SURABAYA, Terdepan.id — Tim pakar maritim dari Institut Teknologi Sepuluh Nopember (ITS) Surabaya merilis data pemantauan terkait hilangnya kontak kapal motor penyeberangan (KMP) Virgo Transport 8. Berdasarkan pantauan sistem pelacakan otomatis, kapal feri tersebut tercatat memancarkan sinyal navigasi terakhir kali sebelum menghilang dari radar pantau maritim.
Data dari pusat monitoring Automatic Identification System of ITS (AISITS) menunjukkan aktivitas transmisi data kapal tersebut terputus secara mendadak pada akhir pekan lalu. Temuan teknis ini menjadi rujukan krusial bagi tim pencarian dan pertolongan (SAR) dalam memetakan titik koordinat awal proses evakuasi.
Kronologi Deteksi dan Hilangnya Kontak Navigasi
Berdasarkan rekaman log data navigasi digital yang dihimpun oleh tim teknis AISITS Surabaya, pergerakan KMP Virgo Transport 8 terekam dalam rentang waktu krusial berikut:
- Sabtu (12/9), Pukul 21.00 WIB: KMP Virgo Transport 8 terpantau melakukan navigasi rutin dengan pancaran sinyal AIS yang stabil dan berada pada jalur pelayaran yang ditentukan.
- Sabtu (12/9), Pukul 22.15 WIB: Kecepatan kapal dan parameter posisi masih terbaca normal oleh stasiun penerima sinyal pesisir tanpa adanya laporan peringatan bahaya (distress signal).
- Sabtu (12/9), Pukul 22.33 WIB: Sistem AISITS menerima transmisi data terakhir dari transponder kapal.
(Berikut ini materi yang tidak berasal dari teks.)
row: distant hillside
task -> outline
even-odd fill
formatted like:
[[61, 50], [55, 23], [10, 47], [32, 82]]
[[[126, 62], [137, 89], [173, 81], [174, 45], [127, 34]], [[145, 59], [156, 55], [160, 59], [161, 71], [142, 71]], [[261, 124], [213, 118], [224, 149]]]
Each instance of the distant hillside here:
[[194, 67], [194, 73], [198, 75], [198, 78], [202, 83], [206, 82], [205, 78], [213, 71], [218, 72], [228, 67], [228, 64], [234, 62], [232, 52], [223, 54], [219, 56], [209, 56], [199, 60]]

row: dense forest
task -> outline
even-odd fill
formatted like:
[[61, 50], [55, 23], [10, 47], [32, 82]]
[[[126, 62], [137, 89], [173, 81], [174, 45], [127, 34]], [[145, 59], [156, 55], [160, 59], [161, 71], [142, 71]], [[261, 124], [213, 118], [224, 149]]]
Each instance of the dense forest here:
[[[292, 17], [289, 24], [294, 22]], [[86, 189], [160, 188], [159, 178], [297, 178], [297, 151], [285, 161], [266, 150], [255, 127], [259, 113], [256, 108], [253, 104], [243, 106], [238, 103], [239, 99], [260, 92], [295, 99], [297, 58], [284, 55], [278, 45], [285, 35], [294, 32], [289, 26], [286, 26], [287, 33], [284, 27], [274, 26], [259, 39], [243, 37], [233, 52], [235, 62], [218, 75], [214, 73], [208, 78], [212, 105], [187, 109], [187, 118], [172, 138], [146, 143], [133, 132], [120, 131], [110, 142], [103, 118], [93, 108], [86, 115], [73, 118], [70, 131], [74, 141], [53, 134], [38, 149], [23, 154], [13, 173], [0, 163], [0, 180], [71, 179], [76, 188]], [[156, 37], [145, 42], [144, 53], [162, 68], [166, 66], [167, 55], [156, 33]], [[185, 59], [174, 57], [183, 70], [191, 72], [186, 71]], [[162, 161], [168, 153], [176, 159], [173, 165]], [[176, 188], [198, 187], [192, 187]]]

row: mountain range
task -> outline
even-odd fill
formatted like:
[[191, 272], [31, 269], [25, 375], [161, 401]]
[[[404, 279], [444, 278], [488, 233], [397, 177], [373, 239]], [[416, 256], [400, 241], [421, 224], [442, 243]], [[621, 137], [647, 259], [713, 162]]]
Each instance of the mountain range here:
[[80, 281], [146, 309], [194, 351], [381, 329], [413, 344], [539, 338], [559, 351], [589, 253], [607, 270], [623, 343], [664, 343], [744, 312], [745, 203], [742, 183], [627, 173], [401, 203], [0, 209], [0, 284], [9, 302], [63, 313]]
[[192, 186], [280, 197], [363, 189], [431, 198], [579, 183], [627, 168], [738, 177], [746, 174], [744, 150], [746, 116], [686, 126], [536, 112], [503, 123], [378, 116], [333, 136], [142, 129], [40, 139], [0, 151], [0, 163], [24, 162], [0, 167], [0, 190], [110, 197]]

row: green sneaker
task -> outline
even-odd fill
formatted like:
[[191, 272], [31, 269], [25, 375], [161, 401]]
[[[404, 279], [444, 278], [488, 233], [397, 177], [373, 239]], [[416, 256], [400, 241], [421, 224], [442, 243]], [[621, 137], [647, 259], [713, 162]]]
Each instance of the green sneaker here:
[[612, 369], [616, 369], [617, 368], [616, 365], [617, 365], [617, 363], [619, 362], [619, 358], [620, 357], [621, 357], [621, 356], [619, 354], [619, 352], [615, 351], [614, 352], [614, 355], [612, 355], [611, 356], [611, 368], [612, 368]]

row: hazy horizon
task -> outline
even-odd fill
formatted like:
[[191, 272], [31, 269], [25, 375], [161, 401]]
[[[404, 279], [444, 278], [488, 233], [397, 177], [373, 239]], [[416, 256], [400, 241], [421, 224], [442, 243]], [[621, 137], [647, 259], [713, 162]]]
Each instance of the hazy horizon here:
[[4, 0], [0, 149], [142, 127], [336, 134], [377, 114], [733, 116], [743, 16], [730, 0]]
Setelah menit tersebut, tidak ada lagi pertukaran paket data posisi yang terpancar.
- Minggu (13/9), Dini Hari: Otoritas pelabuhan dan tim SAR gabungan secara resmi menyatakan KMP Virgo Transport 8 berstatus hilang kontak setelah seluruh panggilan radio maritim tidak mendapatkan respons.
"Berdasarkan rekam jejak digital pada server AISITS, pancaran sinyal navigasi terakhir dari KMP Virgo Transport 8 tercatat persis pada Sabtu malam pukul 22.33 WIB. Setelah titik waktu tersebut, transmisi AIS kapal terputus total," terang pakar sistem perkapalan ITS.
Peran Teknologi AISITS dalam Operasi Pencarian
Sistem AISITS merupakan inovasi pelacakan maritim berbasis telemetri yang dikembangkan untuk memantau pergerakan kapal, pola arus pelayaran, serta mendeteksi anomali di perairan Nusantara. Dalam insiden KMP Virgo Transport 8, data historis dari stasiun bumi AISITS memberikan rincian penting yang mencakup:
- Titik Koordinat Terakhir: Menetapkan koordinat lintang dan bujur saat sinyal padam guna menentukan Search and Rescue Datum Point.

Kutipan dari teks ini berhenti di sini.